Он нахмурился, верный признак глубокой концентрации.
— Они так считают, — сказал он. — Конвенции четыре сотни лет, она была предназначена для защиты наших миссионеров, когда они впутывались в неприятности, проповедуя свержение Гильдий, но она все еще в силе и отдельно затрагивает призыв к мятежу и связанные нарушения. Так что, да, наверное.
— Значит, ты можешь меня вытащить.
— Только, если позволю тебя сначала забрать, — он помассировал глаза, словно не спал три дня. — Эти ублюдки в Стремлении, — сказал он, — используют тебя, чтобы добраться до меня. Могу на что угодно поспорить, это они подговорили мезентинцев.
— Давай подумаем об этом, — сказал я своим лучшим серьезным голосом. — Если ты попробуешь все это похоронить, как ты говорил, то сыграешь им на руку и у тебя будет конституционный кризис. Если мы подчинимся, в соответствии с процедурой, честно и без обмана, ты сможешь меня вытащить и в тоже время напакостить Стремлению, — я пожал плечами. — Как по мне, довольно просто, — сказал я. — Я пойду.
Он сидел тихо и неподвижно, и мне пришлось сделать усилие, чтоб не забывать дышать. Затем он, видимо, пришел к решению, затем отказался от него.
— Вот и говори о выборе времени, — сказал он. — Когда ты так близко…
Говоря это, он поднял глаза. В тюремном бараке в Фронтис Тропе мы играли в карточную игру. Я забыл ее название, но в игре есть момент, когда у вас появляется возможность специально дать увидеть другим игрокам ваши карты. Никогда не играл в нее против Фоки, но могу поспорить, он был бы очень хорош в ней.
(Когда я вернулся в лабораторию после последнего побега, я поднял золотой слиток, как только заметил, что его двигали, и проверил нижнюю часть. Разумеется там была вырезана тонкая линия, достаточно глубокая, чтобы прорезать слой позолоты, сформированный на посеребренном медном слитке с помощью процесса Поликрата. Что, как мне кажется, я забыл упомянуть, так это другой слиток, который я вынул из той же формы раньше. Он был из чистого золота, и я положил его рядом. Архестрат в «Материалах» предполагает, что процесс трансмутации начинается снаружи и медленно движется внутрь, будто оттаивание мороженого мяса.)

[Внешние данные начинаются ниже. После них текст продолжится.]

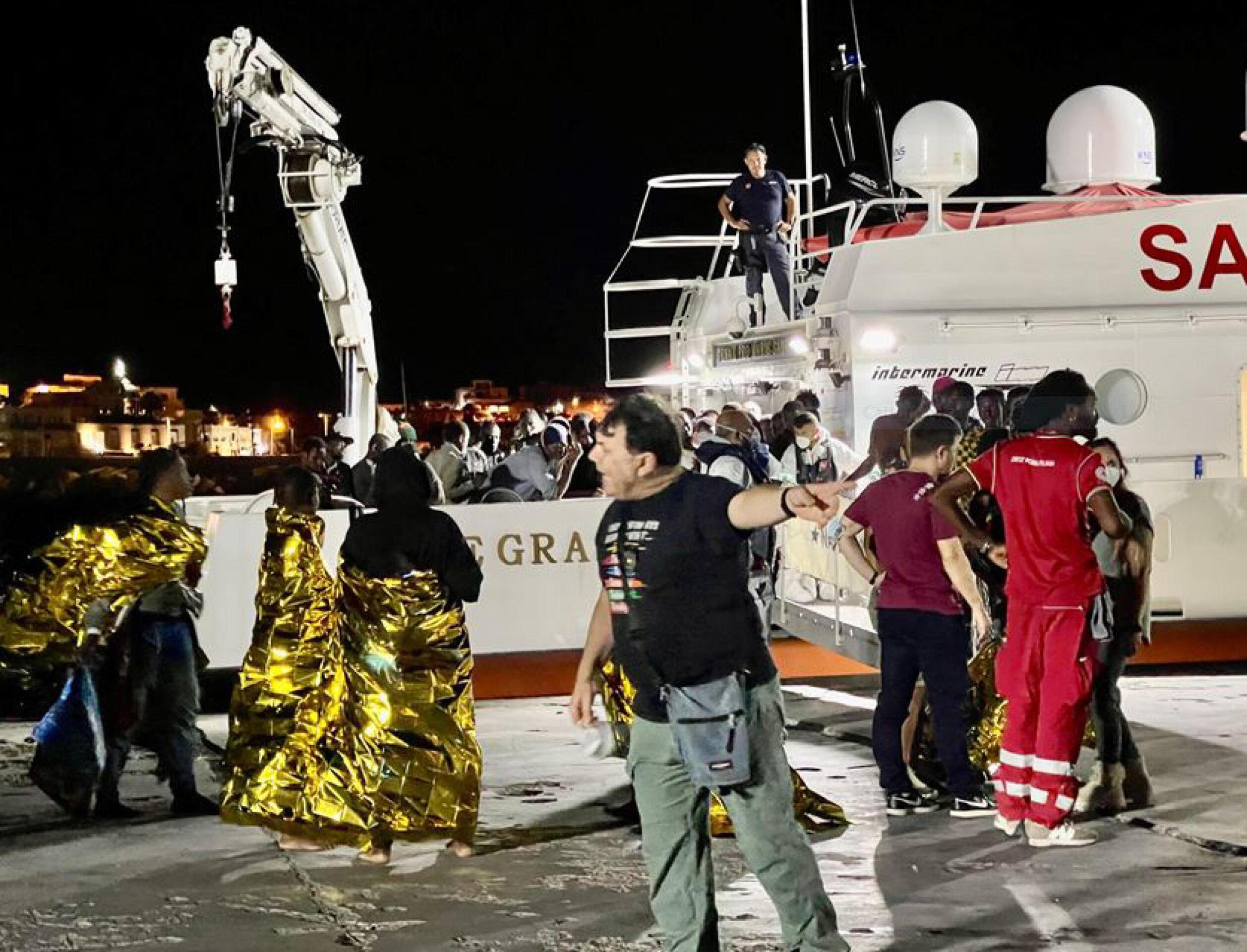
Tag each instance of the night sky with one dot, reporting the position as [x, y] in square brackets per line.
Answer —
[505, 154]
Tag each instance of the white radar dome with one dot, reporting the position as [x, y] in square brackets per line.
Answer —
[1102, 135]
[936, 146]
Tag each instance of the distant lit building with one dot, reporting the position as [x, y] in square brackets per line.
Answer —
[85, 415]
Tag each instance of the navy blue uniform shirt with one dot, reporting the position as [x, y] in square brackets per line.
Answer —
[760, 201]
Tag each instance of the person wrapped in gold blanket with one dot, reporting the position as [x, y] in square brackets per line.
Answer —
[406, 573]
[286, 708]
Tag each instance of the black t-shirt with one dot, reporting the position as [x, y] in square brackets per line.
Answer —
[389, 544]
[760, 201]
[675, 571]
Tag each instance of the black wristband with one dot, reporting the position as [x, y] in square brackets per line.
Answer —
[783, 503]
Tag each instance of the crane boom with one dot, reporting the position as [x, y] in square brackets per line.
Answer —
[315, 172]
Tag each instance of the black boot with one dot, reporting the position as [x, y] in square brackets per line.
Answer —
[115, 810]
[195, 804]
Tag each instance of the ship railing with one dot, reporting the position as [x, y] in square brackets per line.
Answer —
[690, 286]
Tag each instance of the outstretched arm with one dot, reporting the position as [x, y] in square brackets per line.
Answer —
[597, 649]
[764, 506]
[945, 499]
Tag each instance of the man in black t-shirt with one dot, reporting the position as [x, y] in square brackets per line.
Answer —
[762, 207]
[676, 608]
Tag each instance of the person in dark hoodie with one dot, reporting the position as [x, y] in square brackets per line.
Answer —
[407, 572]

Я сумел придать себе оскорбленный вид.
— Я сказал шесть недель, — сказал я. — Я не даю обещания, которые не могу выполнить.
Чудовищность этой лжи на мгновение заполнила комнату, затем рассеялась, как газ на сквозняке.
— Ты руководствуешься Архестратом?
Я презрительно поморщился.
— Едва ли, — сказал я. — Но похоже, что он мог быть в чем-то прав, разнообразия ради. Однако процесс еще не готов, — продолжил я. — Если ударить по бруску долотом, ты увидишь, что он наполовину из меди.
(Что было правдой. Адова работа, отливать золото вокруг медного ядра. Мне пришлось поддержать медный брусок внутри формы четырьмя медными гвоздями, чтобы расплавленное золото могло литься вокруг него и под ним. Внимание к деталям, понимаете. Во всем.)
— Если я позволю им тебя забрать…
— Не волнуйся, — храбро сказал я. — Я буду в порядке. И когда я вернусь назад, то смогу закончить работу.
Я уже некоторое время мучаюсь тем, что не был вполне честен с вами. Вот, что на самом деле произошло.
Она вошла. Она увидела стакан на столе.
— Что это? — спросила она.
— Ничего.
Она одарила меня тем особым взглядом.
— Что?
Я рассказал ей, что входило в состав, упустив один ключевой ингредиент. Ей понадобилось около пяти секунд, чтобы сложить головоломку.